Question

How do you find the amount of sugar in the tank after t minutes if a tank contains 1640 liters of pure water and a solution that contains 0.09 kg of sugar per liter enters a tank at the rate 5 l/min the solution is mixed and drains from the tank at the same rate?

Answer 1

This needs a bit of calculus and some thought.

Let's start by defining a few useful quantities:
`\sigma` the rate at which solution enters and drains (l/min);
`\rho` the sugar solution concentration entering the tank (kg/l);
`m(t)` the total mass of sugar in the tank at time `t` (kg);
`V` the volume of the tank (l)

The rate of sugar mass gained from the solution entering is simply `\sigma \rho`. And since the sugar solution concentration at time `t` inside the tank is `m(t)`/`V`, the mass-loss rate by draining is `\sigma m(t)`/`V`

The overall gain rate is just the difference between above gain and loss rates:

`{dm(t)}/{dt} = \sigma \rho - \sigma {m(t)}/V`.

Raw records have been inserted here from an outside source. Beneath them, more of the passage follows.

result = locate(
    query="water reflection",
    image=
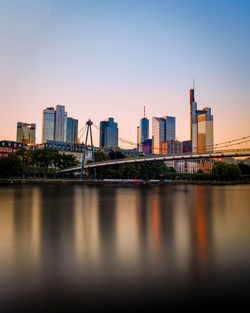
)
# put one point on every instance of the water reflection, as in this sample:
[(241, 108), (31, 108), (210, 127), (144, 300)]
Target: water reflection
[(167, 236)]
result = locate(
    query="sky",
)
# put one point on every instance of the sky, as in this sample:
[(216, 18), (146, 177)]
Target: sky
[(110, 58)]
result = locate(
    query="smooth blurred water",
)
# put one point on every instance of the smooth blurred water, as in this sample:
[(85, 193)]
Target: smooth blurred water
[(121, 247)]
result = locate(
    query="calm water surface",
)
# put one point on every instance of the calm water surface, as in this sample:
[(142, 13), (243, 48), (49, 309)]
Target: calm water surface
[(121, 247)]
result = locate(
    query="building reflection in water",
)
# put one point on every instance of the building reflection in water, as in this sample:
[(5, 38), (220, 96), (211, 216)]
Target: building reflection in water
[(80, 235), (86, 227)]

Rearranging this to integrate, we have

`\int_0^{m(t)}{dm'}/{\sigma \rho - \sigma m'\mbox{/}V} = \int_0^t dt'`,

which leads to

`V/\sigma\ln({V\rho}/{V\rho-m}) = t`.

And solving for `m` we finally obtain

`m(t) = V\rho(1-e^{-\sigma t\mbox{/}V})`.

To check this makes sense, note that at the start `(t=0)` the mass of sugar is zero and then slowly rises, reaching an aymptotic value (i.e. after an infinite time) corresponding to the concentration of the solution entering: `m(t\mbox{=}\infty)\mbox{/}V = \rho`.